De votre côté, comment travaillez-vous ?
Quand je peux, je commence par une évaluation de santé sexuelle. En général, je commence très loin. Comment s’est passée la puberté ? Comment trouvez-vous votre corps ? On avance peu à peu jusqu’à la question de la sexualité et des risques. Je n’aborde pas directement la prostitution. J’essaie de leur faire toucher du doigt la situation dans laquelle elles sont. Quand elles arrivent à mentionner l’escorting, on peut travailler dessus. Je demande alors ce qu’elles ressentent pendant les activités sexuelles. J’emploie le mot « activité », pour différencier de la « relation ». Il n’y a pas de relation avec un client. Elles répondent souvent qu’elles ne ressentent rien et attendent que ça passe en pensant à la récompense.

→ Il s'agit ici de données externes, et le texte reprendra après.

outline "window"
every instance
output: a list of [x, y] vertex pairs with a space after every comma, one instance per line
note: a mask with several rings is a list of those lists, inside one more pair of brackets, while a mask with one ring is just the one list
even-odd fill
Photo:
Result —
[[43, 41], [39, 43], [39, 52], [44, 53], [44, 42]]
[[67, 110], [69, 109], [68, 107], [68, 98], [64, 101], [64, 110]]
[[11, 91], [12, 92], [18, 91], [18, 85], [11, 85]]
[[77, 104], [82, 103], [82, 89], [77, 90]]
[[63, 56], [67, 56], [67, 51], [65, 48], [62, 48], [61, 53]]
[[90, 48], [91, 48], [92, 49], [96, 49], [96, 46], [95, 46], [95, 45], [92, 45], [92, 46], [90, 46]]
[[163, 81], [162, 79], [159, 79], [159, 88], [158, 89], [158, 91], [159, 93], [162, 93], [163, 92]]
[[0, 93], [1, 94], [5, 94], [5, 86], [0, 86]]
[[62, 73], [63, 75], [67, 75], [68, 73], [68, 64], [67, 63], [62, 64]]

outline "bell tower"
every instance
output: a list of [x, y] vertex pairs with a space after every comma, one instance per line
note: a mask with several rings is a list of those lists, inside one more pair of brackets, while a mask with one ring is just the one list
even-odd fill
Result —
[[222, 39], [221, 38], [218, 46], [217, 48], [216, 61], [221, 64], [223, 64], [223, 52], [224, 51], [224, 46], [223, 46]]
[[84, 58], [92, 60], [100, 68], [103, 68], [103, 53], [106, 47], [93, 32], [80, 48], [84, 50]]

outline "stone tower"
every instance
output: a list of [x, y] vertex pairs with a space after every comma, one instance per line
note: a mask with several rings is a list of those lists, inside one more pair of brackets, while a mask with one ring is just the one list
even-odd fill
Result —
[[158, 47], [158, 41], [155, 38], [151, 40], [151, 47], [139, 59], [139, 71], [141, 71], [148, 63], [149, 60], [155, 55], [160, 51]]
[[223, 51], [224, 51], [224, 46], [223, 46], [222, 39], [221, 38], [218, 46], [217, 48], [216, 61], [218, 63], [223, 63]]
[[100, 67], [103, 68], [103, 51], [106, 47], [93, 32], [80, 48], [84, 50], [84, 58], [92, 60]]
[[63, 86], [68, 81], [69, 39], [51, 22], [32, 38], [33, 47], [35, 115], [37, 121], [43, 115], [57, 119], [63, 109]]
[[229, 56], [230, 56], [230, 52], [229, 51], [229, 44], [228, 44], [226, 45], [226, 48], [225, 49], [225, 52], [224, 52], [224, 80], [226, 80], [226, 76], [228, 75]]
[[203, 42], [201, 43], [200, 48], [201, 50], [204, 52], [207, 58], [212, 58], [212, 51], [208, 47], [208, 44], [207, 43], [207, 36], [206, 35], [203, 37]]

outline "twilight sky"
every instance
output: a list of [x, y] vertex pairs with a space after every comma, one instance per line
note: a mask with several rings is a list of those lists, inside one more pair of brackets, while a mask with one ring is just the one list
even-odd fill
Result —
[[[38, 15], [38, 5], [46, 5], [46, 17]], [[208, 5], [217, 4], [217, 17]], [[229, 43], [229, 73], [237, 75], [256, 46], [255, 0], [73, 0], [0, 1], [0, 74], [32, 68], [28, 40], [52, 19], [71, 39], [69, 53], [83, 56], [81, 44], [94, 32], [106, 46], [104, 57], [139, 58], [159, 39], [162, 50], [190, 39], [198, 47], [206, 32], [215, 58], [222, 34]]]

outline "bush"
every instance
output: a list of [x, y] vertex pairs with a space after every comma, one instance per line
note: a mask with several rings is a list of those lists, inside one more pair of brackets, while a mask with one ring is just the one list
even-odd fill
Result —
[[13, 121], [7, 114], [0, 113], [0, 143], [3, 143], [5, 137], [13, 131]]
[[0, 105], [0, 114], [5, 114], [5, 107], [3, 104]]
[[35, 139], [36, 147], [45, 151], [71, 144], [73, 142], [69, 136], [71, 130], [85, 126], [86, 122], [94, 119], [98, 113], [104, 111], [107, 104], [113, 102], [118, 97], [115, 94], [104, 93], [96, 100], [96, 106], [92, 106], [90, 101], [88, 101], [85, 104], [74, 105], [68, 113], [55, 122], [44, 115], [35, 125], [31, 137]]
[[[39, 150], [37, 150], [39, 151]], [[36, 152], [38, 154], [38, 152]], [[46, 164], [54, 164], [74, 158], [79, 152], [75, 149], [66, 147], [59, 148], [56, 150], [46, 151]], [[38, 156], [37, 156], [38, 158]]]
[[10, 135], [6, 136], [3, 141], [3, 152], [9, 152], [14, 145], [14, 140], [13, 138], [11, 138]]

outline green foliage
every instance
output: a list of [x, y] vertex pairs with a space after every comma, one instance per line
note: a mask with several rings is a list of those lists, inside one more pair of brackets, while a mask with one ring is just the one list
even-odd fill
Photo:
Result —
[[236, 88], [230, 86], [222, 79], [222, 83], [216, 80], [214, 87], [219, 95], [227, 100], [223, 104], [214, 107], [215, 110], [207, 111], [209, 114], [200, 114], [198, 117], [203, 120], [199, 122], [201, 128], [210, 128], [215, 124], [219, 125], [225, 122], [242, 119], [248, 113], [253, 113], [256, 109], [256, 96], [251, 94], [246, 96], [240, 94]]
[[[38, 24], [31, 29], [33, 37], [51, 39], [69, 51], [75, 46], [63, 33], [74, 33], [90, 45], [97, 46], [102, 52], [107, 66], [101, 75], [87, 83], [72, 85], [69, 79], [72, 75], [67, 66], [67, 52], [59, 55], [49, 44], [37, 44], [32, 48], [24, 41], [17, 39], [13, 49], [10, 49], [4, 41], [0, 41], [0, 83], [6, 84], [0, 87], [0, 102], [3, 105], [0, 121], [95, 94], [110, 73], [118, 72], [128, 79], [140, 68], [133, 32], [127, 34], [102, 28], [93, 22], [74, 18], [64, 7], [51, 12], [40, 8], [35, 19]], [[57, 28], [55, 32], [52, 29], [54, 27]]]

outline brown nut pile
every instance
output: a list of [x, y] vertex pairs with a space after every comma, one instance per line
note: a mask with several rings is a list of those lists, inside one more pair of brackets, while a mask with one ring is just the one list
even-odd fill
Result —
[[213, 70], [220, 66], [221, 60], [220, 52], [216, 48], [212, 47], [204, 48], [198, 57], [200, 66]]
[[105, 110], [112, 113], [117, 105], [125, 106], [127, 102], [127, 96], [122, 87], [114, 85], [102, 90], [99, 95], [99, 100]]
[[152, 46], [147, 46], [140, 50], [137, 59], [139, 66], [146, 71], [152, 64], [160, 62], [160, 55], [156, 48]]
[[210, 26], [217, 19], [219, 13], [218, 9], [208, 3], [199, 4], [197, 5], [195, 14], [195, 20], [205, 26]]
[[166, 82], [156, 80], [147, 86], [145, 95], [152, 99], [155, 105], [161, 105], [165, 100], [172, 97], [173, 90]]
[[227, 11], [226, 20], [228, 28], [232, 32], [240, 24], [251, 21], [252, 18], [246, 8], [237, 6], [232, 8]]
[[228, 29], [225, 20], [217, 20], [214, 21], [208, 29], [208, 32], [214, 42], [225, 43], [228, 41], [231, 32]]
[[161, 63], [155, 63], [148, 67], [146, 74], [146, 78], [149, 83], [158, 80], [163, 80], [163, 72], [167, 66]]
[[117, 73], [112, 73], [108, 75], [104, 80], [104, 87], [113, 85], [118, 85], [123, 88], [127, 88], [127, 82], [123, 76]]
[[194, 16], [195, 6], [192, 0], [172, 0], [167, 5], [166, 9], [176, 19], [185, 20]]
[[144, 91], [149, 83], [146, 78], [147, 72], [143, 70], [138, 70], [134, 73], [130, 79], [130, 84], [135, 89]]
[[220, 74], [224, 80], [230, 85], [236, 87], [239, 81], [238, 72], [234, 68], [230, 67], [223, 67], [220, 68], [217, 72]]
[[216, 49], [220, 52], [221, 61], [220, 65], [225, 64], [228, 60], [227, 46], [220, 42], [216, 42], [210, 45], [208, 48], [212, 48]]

L’idée est alors de mettre le doigt sur la dissociation, le traumatisme, et le tout premier traumatisme qui a permis d’enchaîner tout le système. Une fois que j’en suis arrivée là, je réoriente vers des professionnels spécialisés dans la prise en charge du psychotraumatisme. Mon objectif n’est pas de sortir les filles du système prostitutionnel. C’est impossible. Je n’ai aucun moyen pour cela. Mon objectif est simplement d’entamer la conversation sexuelle pour qu’elles comprennent qu’elles ne sont pas dans une relation consentie, mais dans un échange économico-sexuel. Et qu’elles ne sont pas coupables de cela, mais victimes.